The Prime Minister confirmed yesterday the United States-based public relations company lobbied for the 2009 appearance in which he read out a jokey top 10 reasons to visit NZ.
"That's their job. We were invited on the show. The reality is that obviously people pushed for that.
"It's the way it works."
The company - Hill & Knowlton - was hired by Tourism NZ two months before Mr Key's appearance. It subsequently brokered the 2010 filming visit to New Zealand of America's Next Top Model judge Tyra Banks and the Biggest Loser filming early this year.
Mr Key said it was an operational issue for Tourism NZ, but he assumed it was worthwhile having a PR company on retainer.
"In the US market you need PR companies."

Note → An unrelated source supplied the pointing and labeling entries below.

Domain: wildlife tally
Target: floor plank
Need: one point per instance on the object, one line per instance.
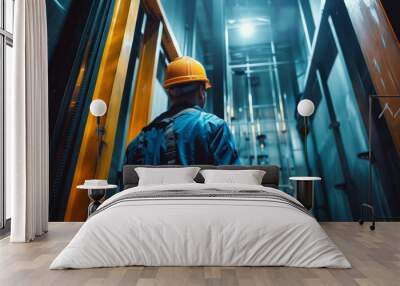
(375, 257)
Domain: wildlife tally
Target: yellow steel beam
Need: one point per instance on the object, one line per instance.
(170, 44)
(109, 86)
(146, 77)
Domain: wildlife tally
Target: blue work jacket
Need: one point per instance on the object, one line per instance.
(200, 137)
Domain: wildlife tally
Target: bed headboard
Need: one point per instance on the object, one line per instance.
(130, 178)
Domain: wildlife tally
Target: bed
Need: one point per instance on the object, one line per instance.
(199, 224)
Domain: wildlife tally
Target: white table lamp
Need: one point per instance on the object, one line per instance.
(98, 108)
(305, 108)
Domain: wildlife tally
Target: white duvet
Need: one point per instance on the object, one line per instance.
(200, 231)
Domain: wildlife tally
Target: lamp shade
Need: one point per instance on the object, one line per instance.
(305, 107)
(98, 108)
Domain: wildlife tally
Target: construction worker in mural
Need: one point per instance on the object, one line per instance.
(185, 134)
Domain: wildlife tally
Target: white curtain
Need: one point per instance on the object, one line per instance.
(27, 136)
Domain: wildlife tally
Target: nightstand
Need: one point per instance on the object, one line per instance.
(96, 195)
(304, 190)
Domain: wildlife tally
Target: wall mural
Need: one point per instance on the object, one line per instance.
(119, 94)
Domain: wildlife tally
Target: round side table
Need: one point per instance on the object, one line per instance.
(96, 195)
(304, 190)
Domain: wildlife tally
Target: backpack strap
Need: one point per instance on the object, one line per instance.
(167, 124)
(171, 154)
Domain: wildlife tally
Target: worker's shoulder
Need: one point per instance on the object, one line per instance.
(212, 120)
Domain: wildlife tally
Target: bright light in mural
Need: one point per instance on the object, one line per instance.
(98, 108)
(247, 29)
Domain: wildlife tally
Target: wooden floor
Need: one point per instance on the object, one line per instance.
(375, 257)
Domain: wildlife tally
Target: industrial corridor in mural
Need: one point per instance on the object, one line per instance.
(219, 82)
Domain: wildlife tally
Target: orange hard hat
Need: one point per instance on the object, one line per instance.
(184, 70)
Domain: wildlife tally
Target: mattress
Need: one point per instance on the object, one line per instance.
(201, 225)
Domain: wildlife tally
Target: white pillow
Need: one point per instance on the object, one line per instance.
(164, 176)
(248, 177)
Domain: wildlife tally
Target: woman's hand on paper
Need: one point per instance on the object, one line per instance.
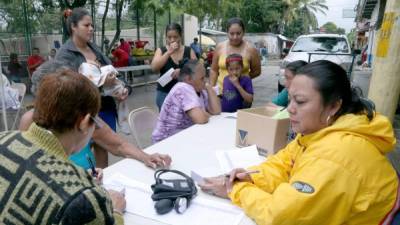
(99, 177)
(118, 201)
(215, 186)
(123, 95)
(235, 175)
(157, 160)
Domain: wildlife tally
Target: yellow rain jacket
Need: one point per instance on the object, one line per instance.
(338, 175)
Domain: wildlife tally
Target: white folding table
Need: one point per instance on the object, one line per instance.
(190, 149)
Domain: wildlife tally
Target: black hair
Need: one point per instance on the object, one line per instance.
(188, 68)
(76, 16)
(295, 66)
(174, 26)
(234, 55)
(235, 20)
(332, 83)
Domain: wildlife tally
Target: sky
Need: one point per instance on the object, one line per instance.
(334, 14)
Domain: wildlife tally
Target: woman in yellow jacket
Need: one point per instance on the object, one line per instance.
(334, 172)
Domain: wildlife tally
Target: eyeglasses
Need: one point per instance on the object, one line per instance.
(97, 122)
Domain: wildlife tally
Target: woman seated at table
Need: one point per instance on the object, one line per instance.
(189, 102)
(103, 135)
(39, 185)
(334, 172)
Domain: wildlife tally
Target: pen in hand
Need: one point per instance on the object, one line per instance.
(244, 173)
(94, 173)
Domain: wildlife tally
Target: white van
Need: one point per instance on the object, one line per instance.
(332, 47)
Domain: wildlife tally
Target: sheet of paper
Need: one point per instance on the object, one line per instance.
(201, 210)
(197, 177)
(166, 77)
(238, 158)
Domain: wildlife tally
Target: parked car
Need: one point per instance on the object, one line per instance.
(312, 47)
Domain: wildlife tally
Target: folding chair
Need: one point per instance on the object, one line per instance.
(142, 122)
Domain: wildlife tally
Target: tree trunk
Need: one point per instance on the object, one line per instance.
(384, 87)
(103, 25)
(118, 6)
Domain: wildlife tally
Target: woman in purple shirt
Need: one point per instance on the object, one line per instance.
(237, 91)
(189, 102)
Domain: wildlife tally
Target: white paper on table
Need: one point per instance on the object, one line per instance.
(238, 158)
(166, 77)
(201, 210)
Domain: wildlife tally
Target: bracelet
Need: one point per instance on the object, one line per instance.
(118, 212)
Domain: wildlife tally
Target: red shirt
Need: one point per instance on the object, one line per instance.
(33, 62)
(126, 47)
(121, 58)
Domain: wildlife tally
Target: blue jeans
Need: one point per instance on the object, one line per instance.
(110, 118)
(160, 97)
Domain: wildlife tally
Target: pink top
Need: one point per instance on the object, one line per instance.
(173, 117)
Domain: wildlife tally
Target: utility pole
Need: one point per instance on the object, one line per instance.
(384, 87)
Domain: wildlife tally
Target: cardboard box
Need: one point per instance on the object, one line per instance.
(256, 126)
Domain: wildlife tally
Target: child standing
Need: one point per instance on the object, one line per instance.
(237, 91)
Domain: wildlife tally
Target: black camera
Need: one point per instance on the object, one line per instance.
(172, 193)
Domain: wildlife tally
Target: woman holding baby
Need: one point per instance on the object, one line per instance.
(79, 49)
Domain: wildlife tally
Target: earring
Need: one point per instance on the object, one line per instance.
(327, 119)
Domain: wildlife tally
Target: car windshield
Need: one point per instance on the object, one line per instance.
(321, 44)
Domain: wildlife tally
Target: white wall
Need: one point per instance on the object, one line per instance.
(190, 28)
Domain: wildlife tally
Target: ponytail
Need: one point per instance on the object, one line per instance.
(332, 83)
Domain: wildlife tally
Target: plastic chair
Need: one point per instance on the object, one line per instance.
(21, 91)
(142, 122)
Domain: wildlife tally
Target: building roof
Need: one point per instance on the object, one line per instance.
(212, 32)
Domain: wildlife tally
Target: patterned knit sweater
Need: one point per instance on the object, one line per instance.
(38, 185)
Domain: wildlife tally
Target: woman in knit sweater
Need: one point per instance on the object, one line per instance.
(38, 182)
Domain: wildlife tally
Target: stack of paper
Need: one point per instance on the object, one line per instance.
(238, 158)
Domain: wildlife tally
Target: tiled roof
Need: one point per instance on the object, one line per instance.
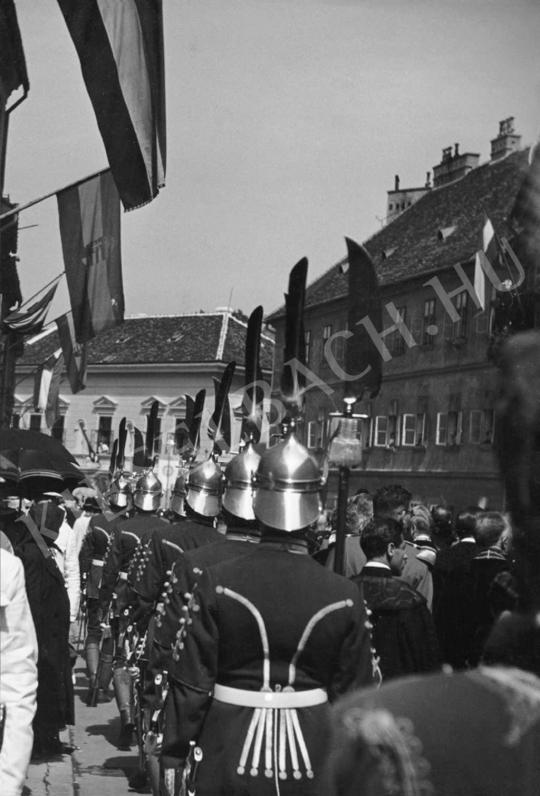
(411, 245)
(162, 339)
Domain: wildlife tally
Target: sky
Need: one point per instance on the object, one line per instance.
(286, 123)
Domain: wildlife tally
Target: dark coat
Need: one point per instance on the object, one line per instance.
(403, 631)
(452, 602)
(484, 569)
(49, 604)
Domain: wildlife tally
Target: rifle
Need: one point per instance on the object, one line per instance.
(189, 775)
(106, 633)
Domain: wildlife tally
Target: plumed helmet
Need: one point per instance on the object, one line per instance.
(119, 492)
(239, 474)
(178, 494)
(48, 517)
(288, 482)
(147, 492)
(204, 488)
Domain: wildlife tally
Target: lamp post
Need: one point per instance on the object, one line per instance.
(345, 452)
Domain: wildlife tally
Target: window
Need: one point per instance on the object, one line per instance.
(397, 341)
(459, 328)
(455, 428)
(313, 428)
(441, 434)
(104, 433)
(481, 426)
(429, 326)
(381, 431)
(475, 427)
(449, 428)
(57, 430)
(307, 343)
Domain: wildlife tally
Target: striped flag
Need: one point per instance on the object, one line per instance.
(89, 215)
(74, 353)
(31, 320)
(120, 48)
(43, 379)
(488, 249)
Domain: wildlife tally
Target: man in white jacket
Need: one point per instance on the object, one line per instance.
(18, 675)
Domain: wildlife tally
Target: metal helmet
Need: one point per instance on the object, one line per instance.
(120, 492)
(239, 486)
(288, 482)
(204, 488)
(178, 494)
(147, 492)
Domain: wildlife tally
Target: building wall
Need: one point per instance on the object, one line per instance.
(443, 380)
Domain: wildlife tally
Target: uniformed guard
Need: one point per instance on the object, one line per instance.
(262, 643)
(99, 644)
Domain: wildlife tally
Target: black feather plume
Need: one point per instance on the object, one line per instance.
(112, 463)
(151, 429)
(219, 426)
(181, 432)
(292, 381)
(363, 362)
(122, 437)
(252, 403)
(139, 458)
(195, 425)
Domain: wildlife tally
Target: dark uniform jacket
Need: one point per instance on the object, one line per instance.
(403, 631)
(458, 734)
(92, 555)
(166, 545)
(127, 540)
(270, 621)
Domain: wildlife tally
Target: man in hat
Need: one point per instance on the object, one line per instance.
(33, 537)
(403, 631)
(99, 645)
(127, 542)
(263, 642)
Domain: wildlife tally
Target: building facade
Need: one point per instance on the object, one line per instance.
(161, 358)
(431, 427)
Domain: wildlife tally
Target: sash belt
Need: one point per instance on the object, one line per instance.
(270, 699)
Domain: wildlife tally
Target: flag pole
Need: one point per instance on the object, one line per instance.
(19, 208)
(56, 278)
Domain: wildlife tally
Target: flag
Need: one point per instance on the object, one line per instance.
(74, 353)
(31, 320)
(89, 214)
(488, 247)
(120, 47)
(525, 219)
(42, 380)
(9, 280)
(51, 405)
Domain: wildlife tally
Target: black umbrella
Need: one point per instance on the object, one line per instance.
(28, 455)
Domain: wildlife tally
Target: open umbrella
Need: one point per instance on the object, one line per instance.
(29, 455)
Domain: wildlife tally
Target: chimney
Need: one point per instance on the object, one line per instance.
(507, 141)
(453, 166)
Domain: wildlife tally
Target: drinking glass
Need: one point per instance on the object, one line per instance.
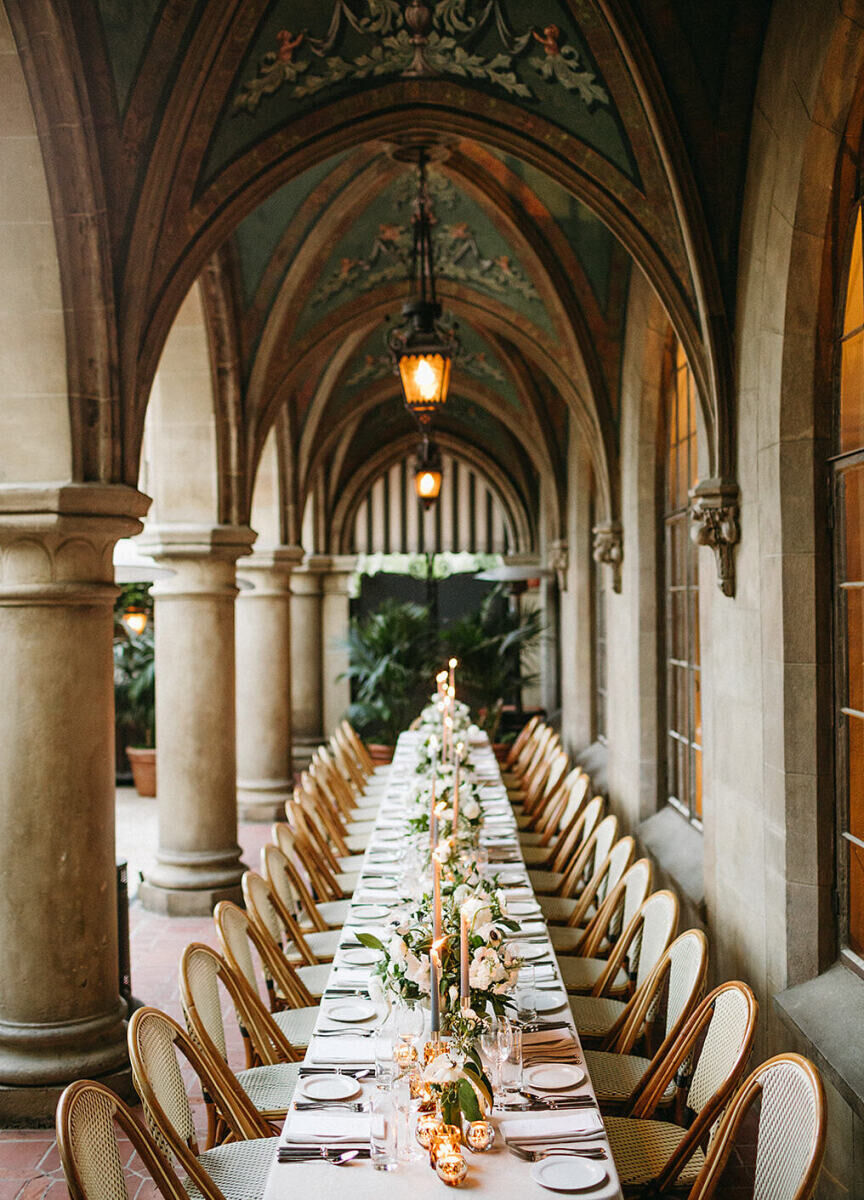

Tourism NZ chief executive Kevin Bowler estimated the payment for work done on the Letterman Show at $5000 to $10,000 - about one-third of the PR company's work that month. There was no appearance fee paid to the Letterman Show and he considered the PR bill "extraordinary" value for money.
"It was worth multiples of that. If you were to buy an ad spot in that programme, you'd be paying for 30 seconds.
"We got 10 minutes of our Prime Minister talking about New Zealand on prime television watched by millions, plus all the YouTube hits it generated. It was one of the best value things we've done in the last couple of years."
It's also been revealed that Letterman was given a taster of Mr Key nine months before the appearance - in January of 2009 Mr Key wrote to invite David Letterman to visit New Zealand, including his own video of "top 10 reasons why David Letterman should visit New Zealand".
Mr Key said yesterday he recalled making a video but was unsure what happened to it. The letter from Mr Key, released by his office later, reveals the video was prompted by Nicole Kidman mentioning New Zealand on the show.
A Tourism NZ spokesman said Mr Key's own trip to the US was not confirmed at that point and efforts to secure his appearance on Letterman had begun some months later.
Mr Bowler defended the decision to contract a fulltime public relations company in the US, rather than use its own marketing department.
He said while there were smaller countries where an in-house team was suitable, in big markets - particularly the US - the "muscle" of a good public relations company was required.